Ernestine tenait son charme de sa double origine italienne et polonaise, mais la Slave dominait en elle, caractérisée par une folle chevelure blonde dont les gerbes indociles ne semblaient obéir qu’à la carde du vent. Élevée tendrement par une mère idolâtre, à qui elle bornait le ciel, la terre et leurs dépendances, elle ne savait point où s’arrête le caprice, où finit la bonté, ni ce qui, dans la vie, sépare l’idéal du réel. Elle allait, ivre de sa jeunesse, et voilà tout, droit devant elle, comme les pieds nus sur le gazon dans la rosée.

Que cette enfant de la Péri devînt la femme du peintre encore inconnu et pauvre comme Job qu’était Émile Pinchart, il y avait peu d’apparences. Carlotta projetait pour elle quelque union plus princière et pouvait d’ailleurs la lui payer, car elle était plus que millionnaire, à en juger par le train de vie qu’elle menait à Genève. Mais elle était sous le talon rose de sa fille. Il advint ce qui était écrit, et il n’advient jamais autre chose. Convaincue par la preuve que nous lui en donnions, ma chère compagne et moi, que l’on peut être heureuse avec un simple artiste et mieux aimée que par un autre, elle accepta d’en fournir une preuve nouvelle, et la bonne Giselle n’eut qu’à regarder, ce soir-là, par sa lucarne, l’Apollon musagète de l’Opéra lever sa lyre flamboyante sur la Ville Lumière pour se souvenir et comprendre quel autre dieu, à l’arc invincible, l’avait amenée de chez les mômiers de Genève à notre grenier contagieux d’étudiants. Et le mariage fut conclu.

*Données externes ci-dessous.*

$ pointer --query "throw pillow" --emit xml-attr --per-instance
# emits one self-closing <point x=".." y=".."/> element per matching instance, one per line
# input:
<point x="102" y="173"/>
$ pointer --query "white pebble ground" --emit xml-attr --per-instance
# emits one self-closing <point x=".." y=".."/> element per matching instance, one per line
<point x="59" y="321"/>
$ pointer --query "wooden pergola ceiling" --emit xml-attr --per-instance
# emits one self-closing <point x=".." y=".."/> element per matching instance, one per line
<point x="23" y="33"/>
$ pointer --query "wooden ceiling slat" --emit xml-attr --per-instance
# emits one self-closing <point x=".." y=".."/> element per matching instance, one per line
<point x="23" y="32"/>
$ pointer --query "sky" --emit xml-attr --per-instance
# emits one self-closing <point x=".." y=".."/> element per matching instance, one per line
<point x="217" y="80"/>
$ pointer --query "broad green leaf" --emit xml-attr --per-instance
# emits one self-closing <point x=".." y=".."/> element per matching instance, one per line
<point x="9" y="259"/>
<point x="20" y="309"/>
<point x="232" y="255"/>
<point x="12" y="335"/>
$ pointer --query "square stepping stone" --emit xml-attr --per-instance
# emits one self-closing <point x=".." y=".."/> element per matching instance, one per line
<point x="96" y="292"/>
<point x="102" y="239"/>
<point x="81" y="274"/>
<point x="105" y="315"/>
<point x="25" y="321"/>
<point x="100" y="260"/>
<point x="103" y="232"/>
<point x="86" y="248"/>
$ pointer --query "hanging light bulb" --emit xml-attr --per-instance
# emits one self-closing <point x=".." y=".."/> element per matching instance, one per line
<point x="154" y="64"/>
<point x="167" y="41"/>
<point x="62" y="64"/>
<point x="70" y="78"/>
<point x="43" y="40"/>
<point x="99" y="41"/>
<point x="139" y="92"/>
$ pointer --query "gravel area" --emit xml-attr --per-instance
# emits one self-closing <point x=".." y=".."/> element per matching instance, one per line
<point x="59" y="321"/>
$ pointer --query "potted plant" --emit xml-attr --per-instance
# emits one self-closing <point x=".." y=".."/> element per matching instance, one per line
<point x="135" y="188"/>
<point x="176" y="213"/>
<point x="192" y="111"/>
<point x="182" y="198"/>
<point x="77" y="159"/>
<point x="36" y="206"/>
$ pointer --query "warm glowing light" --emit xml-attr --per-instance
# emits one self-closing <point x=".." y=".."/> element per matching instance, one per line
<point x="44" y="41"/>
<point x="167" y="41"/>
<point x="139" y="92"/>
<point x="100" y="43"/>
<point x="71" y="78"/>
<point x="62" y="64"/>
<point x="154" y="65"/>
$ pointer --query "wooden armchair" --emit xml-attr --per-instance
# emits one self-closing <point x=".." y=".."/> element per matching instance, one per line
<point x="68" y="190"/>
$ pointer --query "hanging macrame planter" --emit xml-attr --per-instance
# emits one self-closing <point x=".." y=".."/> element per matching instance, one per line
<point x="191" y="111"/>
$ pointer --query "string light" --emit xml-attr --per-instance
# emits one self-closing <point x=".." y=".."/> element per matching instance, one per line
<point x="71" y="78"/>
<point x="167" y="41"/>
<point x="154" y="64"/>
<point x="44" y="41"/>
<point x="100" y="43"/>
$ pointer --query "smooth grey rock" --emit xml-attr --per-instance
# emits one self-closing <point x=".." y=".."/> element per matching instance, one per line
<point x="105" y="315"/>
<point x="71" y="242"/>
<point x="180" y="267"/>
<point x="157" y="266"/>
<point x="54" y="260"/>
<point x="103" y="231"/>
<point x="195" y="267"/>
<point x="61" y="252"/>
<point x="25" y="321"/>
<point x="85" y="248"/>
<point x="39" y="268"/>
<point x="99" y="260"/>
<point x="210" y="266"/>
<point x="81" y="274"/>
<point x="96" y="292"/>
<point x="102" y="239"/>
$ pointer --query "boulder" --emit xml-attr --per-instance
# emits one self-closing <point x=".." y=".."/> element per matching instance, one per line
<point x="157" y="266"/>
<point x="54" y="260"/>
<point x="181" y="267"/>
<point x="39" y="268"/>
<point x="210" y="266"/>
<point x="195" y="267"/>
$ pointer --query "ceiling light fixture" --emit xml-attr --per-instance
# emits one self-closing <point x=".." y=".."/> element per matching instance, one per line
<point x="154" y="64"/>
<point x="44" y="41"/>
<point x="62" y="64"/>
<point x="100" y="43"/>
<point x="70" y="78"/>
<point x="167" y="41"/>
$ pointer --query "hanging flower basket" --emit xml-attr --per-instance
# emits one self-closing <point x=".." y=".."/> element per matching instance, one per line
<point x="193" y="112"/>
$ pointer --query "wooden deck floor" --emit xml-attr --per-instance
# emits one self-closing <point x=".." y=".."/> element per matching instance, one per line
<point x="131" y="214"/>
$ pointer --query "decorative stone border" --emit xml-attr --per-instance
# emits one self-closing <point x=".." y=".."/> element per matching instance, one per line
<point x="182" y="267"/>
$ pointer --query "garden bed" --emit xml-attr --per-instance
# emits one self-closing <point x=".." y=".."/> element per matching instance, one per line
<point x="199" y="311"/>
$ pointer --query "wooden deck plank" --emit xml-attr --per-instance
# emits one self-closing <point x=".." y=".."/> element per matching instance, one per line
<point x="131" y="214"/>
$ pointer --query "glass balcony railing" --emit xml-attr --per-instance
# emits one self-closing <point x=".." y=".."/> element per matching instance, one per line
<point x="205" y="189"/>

Il se compliquait d’une difficulté assez sérieuse, étant de celles que les lois hérissent devant les plus beaux romans d’amour. Il s’agissait de garantir à l’enfant bien-aimée l’héritage de sa mère, qui ne l’était que par la nature et par conséquent pour le bon Dieu, car ce n’est pas lui qui a inventé les maires ni leurs adjoints. Pour lui assurer cette succession, tant à elle qu’à sa descendance, il n’y avait qu’un moyen légal, l’adoption. Carlotta Grisi, née en 1821, avait atteint, et même dépassé, l’âge où le droit d’adopter est acquis aux cinquantenaires. Elle satisfaisait encore à la prescription d’avoir subvenu pendant six ans au moins aux besoins de l’adoptée sans interruption, et, dernière clause du Code, Ernestine était éclose à sa majorité. Mais il restait ceci qu’elle était bien et dûment, pour le bon Dieu déjà nommé et la nature, sa complice, la propre fille de sa mère, — or, il importait qu’elle ne le fût à aucun prix.

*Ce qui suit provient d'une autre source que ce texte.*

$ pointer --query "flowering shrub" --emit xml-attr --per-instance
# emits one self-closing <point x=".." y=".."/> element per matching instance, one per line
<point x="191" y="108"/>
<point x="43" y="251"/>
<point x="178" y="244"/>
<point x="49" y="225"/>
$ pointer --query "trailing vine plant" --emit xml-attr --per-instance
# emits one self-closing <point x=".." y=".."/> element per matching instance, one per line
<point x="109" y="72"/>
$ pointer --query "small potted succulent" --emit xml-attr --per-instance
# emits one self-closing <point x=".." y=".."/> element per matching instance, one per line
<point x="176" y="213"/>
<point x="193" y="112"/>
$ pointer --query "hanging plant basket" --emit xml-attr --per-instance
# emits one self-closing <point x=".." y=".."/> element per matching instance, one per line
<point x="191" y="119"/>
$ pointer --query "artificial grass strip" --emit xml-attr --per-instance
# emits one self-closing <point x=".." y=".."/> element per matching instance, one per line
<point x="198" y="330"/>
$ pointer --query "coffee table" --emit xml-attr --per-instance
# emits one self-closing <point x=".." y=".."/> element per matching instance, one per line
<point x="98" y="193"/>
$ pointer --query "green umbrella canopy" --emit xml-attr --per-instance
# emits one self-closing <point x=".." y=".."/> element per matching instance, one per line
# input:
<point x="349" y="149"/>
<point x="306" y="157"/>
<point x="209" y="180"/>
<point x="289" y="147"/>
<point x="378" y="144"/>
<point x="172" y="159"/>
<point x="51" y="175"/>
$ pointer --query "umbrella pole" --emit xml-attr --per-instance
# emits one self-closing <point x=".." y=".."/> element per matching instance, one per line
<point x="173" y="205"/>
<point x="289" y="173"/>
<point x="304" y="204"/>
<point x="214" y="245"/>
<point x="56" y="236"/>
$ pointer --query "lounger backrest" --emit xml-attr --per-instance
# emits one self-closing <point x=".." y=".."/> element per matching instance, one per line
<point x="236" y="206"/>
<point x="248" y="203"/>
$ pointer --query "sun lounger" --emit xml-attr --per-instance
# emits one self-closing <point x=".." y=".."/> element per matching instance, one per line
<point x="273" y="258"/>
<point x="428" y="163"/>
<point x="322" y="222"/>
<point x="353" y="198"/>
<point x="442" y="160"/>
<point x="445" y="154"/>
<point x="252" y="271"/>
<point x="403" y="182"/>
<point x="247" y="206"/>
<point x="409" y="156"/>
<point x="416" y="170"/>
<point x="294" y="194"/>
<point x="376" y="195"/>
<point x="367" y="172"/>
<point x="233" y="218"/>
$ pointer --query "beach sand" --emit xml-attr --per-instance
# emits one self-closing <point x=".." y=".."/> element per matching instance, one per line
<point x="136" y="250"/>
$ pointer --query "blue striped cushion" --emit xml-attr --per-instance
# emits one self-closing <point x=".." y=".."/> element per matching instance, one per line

Cas subtil. Pour le trancher, l’expédient est de recourir au choix bénévole d’un tuteur ad hoc, personnage de comédie juridique, qui vient jurer, grave ou non, que le de cujus, pour Cujas, n’est pas l’enfant de celle qui l’a mise au monde. Ce rôle ne pouvait être offert qu’à un poète. Je me prouvai tel en l’acceptant. Je vins donc chez les notaires, et là, traître à Vénus comme à Lucine, mais fidèle à Napoléon, je jurai que la jeune fille avait été trouvée dans un rosier, à la Guadeloupe, chez une dame de Saint-Hilaire, d’ailleurs aussitôt disparue, et que la célèbre danseuse l’y avait recueillie entre deux jetés-battus, du bout des pointes. Et je signai. Telle est la fonction de l’ad-hoc. À votre service. Je n’ai fait que ce faux dans ma vie, il est carabiné, mais je dois avoir une conscience abominable, car le remords qui m’en ravage m’a toujours laissé dormir à poings fermés, et je l’emporterai en paradis.

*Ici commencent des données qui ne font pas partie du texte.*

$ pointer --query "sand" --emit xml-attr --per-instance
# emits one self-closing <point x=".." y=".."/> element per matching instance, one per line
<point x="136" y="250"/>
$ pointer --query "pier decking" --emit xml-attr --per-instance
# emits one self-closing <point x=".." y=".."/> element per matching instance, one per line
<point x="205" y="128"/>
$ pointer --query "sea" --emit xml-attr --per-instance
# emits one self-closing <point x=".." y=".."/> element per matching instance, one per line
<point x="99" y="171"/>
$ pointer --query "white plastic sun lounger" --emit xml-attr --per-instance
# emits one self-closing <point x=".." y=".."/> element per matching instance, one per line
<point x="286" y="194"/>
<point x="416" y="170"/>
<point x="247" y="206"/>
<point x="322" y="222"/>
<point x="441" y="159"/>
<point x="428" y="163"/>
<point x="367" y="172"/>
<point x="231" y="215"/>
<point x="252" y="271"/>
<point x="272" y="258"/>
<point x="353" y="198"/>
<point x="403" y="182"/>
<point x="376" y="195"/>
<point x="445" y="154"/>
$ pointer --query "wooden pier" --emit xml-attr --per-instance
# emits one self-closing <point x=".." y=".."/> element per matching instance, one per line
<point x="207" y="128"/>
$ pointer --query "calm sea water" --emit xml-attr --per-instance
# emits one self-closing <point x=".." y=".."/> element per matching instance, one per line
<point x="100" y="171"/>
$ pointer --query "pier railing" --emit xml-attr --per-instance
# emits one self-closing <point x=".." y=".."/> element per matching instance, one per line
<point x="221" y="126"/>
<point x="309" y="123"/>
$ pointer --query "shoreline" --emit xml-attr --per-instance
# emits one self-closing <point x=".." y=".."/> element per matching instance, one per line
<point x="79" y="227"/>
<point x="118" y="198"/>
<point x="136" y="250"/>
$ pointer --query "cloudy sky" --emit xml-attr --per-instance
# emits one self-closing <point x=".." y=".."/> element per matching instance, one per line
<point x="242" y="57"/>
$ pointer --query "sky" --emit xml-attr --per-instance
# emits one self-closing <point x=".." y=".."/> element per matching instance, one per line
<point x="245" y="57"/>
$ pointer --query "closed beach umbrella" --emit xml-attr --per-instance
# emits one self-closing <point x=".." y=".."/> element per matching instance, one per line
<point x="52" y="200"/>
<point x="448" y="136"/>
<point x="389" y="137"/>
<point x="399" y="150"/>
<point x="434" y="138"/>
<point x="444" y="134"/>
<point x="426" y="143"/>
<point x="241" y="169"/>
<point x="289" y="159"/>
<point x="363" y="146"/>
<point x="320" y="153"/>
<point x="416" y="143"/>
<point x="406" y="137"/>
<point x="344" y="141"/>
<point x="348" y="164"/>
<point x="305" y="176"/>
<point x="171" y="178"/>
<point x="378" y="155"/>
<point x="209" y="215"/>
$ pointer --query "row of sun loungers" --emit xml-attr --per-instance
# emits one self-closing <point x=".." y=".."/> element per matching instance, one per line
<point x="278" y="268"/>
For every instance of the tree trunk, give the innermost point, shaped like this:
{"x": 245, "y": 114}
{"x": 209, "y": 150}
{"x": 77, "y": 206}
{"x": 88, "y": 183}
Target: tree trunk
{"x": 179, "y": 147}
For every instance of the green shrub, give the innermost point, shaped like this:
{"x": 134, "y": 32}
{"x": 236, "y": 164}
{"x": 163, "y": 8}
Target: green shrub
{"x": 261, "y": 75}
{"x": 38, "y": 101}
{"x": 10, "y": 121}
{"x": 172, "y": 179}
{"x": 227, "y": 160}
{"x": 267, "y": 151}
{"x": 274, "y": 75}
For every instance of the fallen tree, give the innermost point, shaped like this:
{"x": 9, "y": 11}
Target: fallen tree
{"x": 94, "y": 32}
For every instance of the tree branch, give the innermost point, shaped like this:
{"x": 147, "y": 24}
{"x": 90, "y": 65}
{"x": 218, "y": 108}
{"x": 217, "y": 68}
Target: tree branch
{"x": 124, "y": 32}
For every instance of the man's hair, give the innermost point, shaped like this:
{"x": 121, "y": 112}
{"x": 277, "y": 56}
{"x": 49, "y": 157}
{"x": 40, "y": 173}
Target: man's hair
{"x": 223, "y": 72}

Et le mariage fut. Il eut lieu à l’église Saint-Eugène, paroisse du « piranèse », dont Raoul Pugno tenait les orgues à quatre pattes. Il nous inonda d’harmonies nuptiales. Le déjeuner de noces était offert par la mère (adoptive) de l’épousée, et ce fut chez Brébant qu’il développa ses fastes. Il m’incombait, honneur de l’ad hoquat, d’en régler la note. Elle était belle d’addition et même dépassait l’hypothèse. Lorsque je l’eus soldée, il me restait soixante-cinq centimes, qui font treize sous en toutes les langues, et il s’échelonnait, en vue de pourboire, six garçons en frac et cravate blanche dans l’escalier de sortie. Êtes-vous de Paris ? Je jetai mes treize sous sur le bureau de la dame comptable, et je descendis, trempé de sueur froide, entre les six ahurissements étagés. Et je restai trois ans sans oser reparaître chez Brébant.